The Internet, and in turn, the users who populate, is/are notorious for keeping intellectual properties alive, long past their shelf life has expired. In fact, this continuing interest helps revive many of these titles, essentially breathing life into properties that may otherwise die.
The example that leads this post is another great contribution from the user-generated pile. This time, the subject are the Teenage Mutant Ninja Turtles and the method of delivery is stop motion animation.
The video was brought to us by Kyle Roberts, and it uses over 4000 individual images, including over 60 hand-drawn creations. Naturally, the characters used for the stop motion aspect are action figures, and considering the extensive line Roberts and his crew had to pick from, it's easy to see why the work is such a success.
According to the YouTube page, the creation was sponsored by "the Toy and Action Figure Museum, curator Kevin Stark designed many of the pieces in the original 1990 TMNT toy line." Is that enough for the SOPA crowd or would such a creation require the permission of Nickelodeon, the now-owners of the TMNT property?
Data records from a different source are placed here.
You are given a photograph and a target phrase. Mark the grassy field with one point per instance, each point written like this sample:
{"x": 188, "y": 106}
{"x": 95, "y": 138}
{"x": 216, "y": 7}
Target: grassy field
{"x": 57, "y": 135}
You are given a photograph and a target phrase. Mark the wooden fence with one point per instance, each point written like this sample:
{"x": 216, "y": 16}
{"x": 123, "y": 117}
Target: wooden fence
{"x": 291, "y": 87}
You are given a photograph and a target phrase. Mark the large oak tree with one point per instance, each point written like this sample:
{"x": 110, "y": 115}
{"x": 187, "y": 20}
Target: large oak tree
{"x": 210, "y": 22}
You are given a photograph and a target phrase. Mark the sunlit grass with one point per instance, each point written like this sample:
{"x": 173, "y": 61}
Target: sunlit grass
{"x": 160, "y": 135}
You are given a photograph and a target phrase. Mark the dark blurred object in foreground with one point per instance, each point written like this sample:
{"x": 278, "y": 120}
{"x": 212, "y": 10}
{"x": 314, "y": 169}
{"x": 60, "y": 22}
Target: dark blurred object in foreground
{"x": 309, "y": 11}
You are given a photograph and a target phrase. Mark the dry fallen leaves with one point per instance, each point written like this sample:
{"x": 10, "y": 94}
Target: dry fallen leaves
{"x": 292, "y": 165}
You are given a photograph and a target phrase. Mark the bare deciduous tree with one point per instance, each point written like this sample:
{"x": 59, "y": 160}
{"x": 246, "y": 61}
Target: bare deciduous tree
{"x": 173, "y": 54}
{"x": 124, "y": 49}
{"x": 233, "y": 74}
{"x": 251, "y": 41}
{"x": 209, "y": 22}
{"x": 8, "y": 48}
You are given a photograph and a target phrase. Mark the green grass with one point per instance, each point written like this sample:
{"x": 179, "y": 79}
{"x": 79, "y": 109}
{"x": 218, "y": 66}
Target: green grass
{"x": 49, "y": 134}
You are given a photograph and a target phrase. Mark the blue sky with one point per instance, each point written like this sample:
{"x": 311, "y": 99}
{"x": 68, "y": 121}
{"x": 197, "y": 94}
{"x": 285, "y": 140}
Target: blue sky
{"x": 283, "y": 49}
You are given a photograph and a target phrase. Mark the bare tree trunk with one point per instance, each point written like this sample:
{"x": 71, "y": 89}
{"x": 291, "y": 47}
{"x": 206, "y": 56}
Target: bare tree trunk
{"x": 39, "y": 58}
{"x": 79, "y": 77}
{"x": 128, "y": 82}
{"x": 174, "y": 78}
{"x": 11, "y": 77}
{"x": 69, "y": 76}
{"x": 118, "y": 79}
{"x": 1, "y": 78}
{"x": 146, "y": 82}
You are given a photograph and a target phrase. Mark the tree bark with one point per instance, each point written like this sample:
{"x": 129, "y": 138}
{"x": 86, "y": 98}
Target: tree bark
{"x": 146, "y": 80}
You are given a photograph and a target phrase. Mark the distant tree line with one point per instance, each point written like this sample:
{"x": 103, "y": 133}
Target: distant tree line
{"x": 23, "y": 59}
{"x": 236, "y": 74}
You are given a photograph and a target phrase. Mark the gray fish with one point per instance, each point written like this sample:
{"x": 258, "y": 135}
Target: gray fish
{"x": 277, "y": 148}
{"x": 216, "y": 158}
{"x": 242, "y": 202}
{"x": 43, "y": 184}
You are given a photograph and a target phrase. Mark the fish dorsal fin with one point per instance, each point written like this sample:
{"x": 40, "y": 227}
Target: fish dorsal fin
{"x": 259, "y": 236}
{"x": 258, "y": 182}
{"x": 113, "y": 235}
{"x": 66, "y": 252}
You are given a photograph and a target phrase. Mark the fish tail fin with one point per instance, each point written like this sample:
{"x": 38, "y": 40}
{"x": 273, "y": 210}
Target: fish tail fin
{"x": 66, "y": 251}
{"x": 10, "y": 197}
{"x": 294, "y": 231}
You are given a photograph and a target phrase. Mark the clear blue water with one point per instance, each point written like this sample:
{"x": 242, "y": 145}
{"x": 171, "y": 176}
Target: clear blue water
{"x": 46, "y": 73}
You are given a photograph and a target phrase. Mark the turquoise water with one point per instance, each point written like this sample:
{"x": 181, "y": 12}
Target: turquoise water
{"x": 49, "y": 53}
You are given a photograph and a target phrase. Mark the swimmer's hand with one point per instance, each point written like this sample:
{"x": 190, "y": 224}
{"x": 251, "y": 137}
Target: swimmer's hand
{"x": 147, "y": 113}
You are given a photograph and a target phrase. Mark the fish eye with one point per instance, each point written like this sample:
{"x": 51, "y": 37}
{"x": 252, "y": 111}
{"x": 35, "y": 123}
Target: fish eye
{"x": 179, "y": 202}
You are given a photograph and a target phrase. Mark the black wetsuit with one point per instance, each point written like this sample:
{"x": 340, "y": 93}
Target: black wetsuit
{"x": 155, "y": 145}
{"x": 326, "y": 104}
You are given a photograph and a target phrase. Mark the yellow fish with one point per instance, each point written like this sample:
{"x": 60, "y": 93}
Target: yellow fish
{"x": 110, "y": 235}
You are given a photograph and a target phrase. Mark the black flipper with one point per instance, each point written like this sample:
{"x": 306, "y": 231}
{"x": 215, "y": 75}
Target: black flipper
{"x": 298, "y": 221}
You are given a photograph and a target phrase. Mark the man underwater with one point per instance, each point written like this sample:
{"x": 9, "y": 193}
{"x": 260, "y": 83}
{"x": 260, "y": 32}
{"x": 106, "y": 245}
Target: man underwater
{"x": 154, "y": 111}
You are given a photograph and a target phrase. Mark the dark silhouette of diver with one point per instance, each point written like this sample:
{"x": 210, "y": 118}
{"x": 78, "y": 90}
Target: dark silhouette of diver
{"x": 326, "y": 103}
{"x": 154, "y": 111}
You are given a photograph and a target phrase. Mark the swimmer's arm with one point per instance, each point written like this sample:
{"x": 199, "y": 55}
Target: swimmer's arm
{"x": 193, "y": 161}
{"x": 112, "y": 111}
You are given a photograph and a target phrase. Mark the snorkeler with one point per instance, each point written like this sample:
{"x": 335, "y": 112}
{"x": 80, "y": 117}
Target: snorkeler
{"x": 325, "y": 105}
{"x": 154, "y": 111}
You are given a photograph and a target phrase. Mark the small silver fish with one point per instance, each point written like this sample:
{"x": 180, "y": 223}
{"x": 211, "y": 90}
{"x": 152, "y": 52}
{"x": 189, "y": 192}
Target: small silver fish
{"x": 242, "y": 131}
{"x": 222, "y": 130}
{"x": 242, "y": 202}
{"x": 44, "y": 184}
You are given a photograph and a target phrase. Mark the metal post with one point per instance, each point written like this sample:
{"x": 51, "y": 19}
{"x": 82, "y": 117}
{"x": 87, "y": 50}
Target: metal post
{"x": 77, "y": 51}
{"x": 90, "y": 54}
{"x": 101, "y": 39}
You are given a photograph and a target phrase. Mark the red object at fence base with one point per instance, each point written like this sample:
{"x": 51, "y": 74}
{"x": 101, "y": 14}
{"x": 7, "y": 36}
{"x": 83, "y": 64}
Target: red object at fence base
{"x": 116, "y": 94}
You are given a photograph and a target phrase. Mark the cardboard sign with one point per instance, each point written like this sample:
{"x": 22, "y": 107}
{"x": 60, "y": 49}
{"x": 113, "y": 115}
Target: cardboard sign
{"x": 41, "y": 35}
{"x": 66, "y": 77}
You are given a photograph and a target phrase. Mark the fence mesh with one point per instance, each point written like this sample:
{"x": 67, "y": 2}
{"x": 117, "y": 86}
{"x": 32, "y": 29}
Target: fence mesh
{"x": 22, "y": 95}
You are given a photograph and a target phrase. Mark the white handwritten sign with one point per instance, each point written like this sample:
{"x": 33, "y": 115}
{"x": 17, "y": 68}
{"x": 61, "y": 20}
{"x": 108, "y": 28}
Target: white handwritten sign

Other credits include:
With over 4,000 individual pictures, Kyle Roberts and crew wanted to recreate the nostalgic 1987 Teenage Mutant Ninja Turtles cartoon introduction in stop motion. Artist, Nathan Poppe, created over 60 hand-drawn images to establish a bright and vibrant backdrop to complement Roberts' use of action figures. The original TMNT theme song was covered by Oklahoma native band, The Boom Bang, in their "garage surf punk" style. Each of these pieces can stand alone by themselves, but when infused together they create a radical tribute.